Re: Comparing elements in Array of Hashes (AoH)

The first question in my mind is... of the 10,000 rows, how many duplicates actually exist? And let’s start just with nodes: how many nodes, regardless of link, actually exist in both lists? Now, how about links, regardless of node. In both cases, which set of “hits” is smaller ... in the actual, observed data?

The device of choice is a hash. Loop through the first list and, for each key, set $$hash{$key1} = 0. &nbs; Now, having processed the first list entirely, on to the second list... if (exists($$hash{$key2}) { $$hash{$key2} = 1; }. When that second loop is finished, every hash-table entry having a value of 1 represents entries which occur in both lists.
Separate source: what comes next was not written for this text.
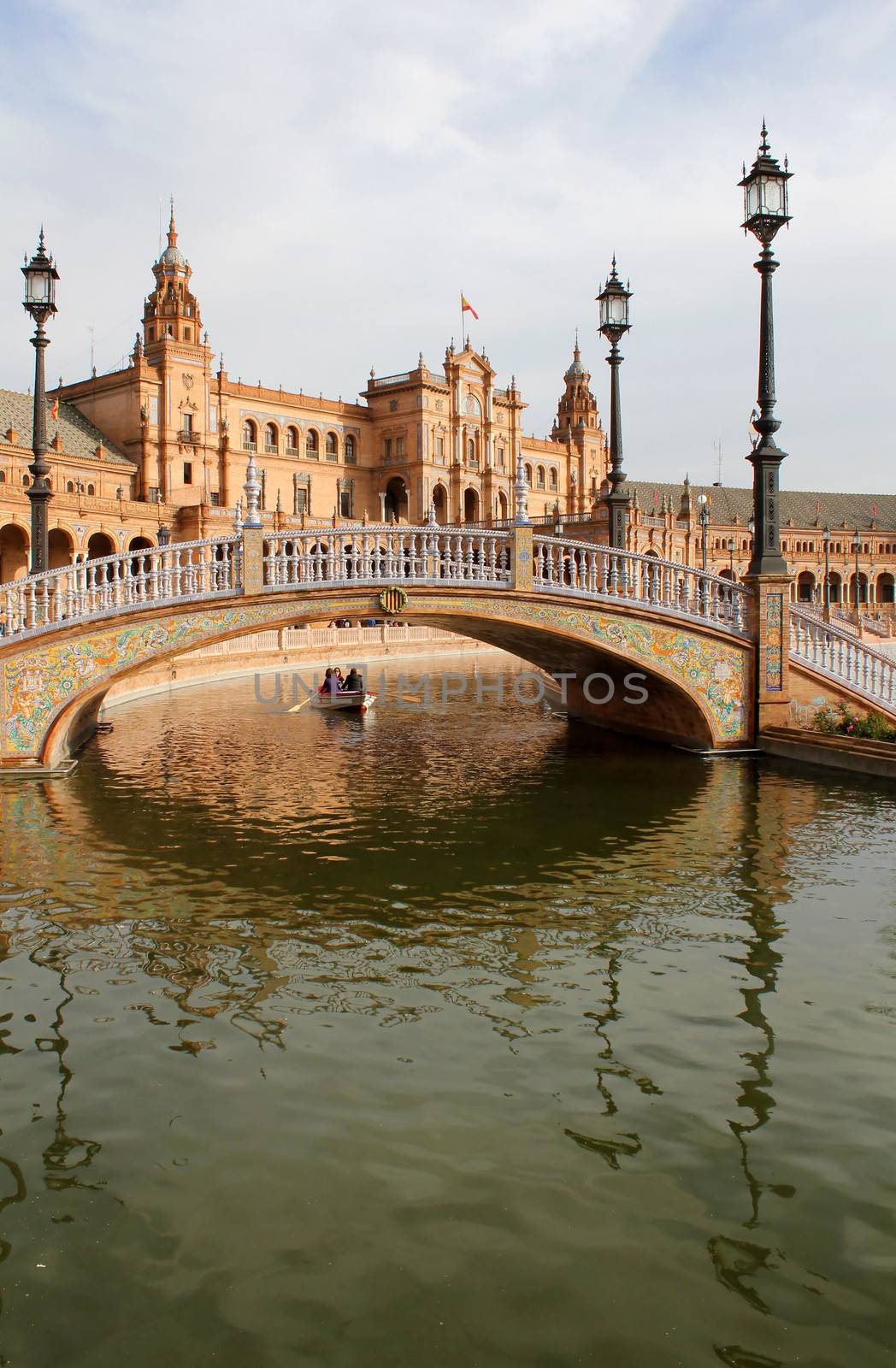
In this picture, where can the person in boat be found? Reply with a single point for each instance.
(330, 684)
Notice that you can, in just these two loops, simultaneously find present-in-both values for both node and, separately, link.
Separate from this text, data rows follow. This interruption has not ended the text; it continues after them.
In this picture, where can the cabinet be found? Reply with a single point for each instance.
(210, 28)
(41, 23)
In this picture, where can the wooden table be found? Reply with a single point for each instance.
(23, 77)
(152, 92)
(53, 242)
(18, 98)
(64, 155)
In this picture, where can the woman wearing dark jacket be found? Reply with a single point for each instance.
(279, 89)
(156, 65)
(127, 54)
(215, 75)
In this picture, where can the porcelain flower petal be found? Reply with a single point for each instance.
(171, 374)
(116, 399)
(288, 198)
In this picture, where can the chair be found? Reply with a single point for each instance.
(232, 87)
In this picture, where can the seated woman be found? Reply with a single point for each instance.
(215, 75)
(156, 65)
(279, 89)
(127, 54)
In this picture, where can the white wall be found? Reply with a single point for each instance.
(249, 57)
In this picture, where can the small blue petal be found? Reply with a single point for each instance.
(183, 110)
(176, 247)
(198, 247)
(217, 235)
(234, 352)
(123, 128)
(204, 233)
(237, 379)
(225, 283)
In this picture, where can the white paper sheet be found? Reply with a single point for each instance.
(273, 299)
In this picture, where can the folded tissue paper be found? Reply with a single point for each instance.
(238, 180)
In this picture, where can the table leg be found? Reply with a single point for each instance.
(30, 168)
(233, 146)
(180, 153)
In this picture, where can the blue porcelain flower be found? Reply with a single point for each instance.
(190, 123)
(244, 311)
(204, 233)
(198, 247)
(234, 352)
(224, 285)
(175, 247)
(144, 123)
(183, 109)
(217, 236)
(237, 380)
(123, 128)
The next step, then, is to loop through both lists once final time. This time, you consider only node and link values that are known to be present in both lists. You construct a hash-key that consists of a concatenation of both values, e.g. "$node::$link". The keys that you put into this final hash-table are those which are known to be highly likely to be a double-match.
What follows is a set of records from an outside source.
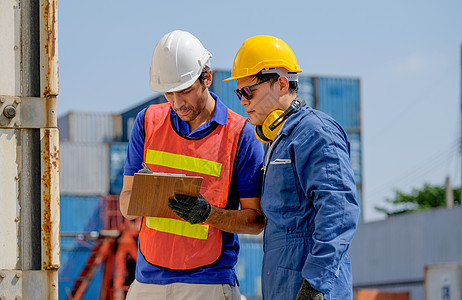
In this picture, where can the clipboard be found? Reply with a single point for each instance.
(151, 192)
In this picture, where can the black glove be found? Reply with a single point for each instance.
(192, 209)
(306, 292)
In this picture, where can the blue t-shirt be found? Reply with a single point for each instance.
(245, 183)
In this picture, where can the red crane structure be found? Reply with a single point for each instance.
(116, 249)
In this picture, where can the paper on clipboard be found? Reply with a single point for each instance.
(151, 192)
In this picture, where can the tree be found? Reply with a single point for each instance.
(419, 199)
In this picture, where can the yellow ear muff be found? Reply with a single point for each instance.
(263, 132)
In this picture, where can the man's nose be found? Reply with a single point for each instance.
(178, 100)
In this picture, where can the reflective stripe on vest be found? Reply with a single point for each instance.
(178, 227)
(174, 243)
(183, 162)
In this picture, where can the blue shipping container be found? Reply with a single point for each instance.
(355, 149)
(339, 98)
(78, 215)
(117, 156)
(248, 269)
(129, 116)
(74, 255)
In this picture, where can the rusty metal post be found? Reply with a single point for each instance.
(29, 150)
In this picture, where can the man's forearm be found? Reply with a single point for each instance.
(247, 220)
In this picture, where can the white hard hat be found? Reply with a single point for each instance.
(177, 62)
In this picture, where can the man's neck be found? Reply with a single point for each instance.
(206, 114)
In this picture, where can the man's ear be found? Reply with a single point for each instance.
(283, 85)
(208, 79)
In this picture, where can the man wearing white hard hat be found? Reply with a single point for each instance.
(193, 256)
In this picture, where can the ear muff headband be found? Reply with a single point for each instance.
(266, 132)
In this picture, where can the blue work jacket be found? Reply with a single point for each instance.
(309, 200)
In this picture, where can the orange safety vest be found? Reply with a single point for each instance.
(174, 243)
This strategy would achieve the answer having made three full-length passes through both lists. Memory can be reclaimed in each case by deleting hash-entries that do not contain the value 1 after the conclusion of the second loop of each pair.

The algorithm is suggested on the presumption that duplicate keys are a usefully-small percentage of the total.

As a footnote: what you are doing here is called a merge as well as an inner join and this approach is based on the plentiful-memory assumption that omits both of two possible alternatives which would require minimal if any programming:

Putting the data into (say...) an SQLite database file, then executing an INNER JOIN query.
Sorting two files identically using the sort command-line command and then merging the resulting files with the merge command-line command (of a Unix or Linux system).

If you have to do a lot of stuff like this, or you want to do a bunch of ad-hoc work with this data, SQLite (and maybe Perl, of course) might be just the ticket. Quite an amazing piece of software... (And, so is Perl!)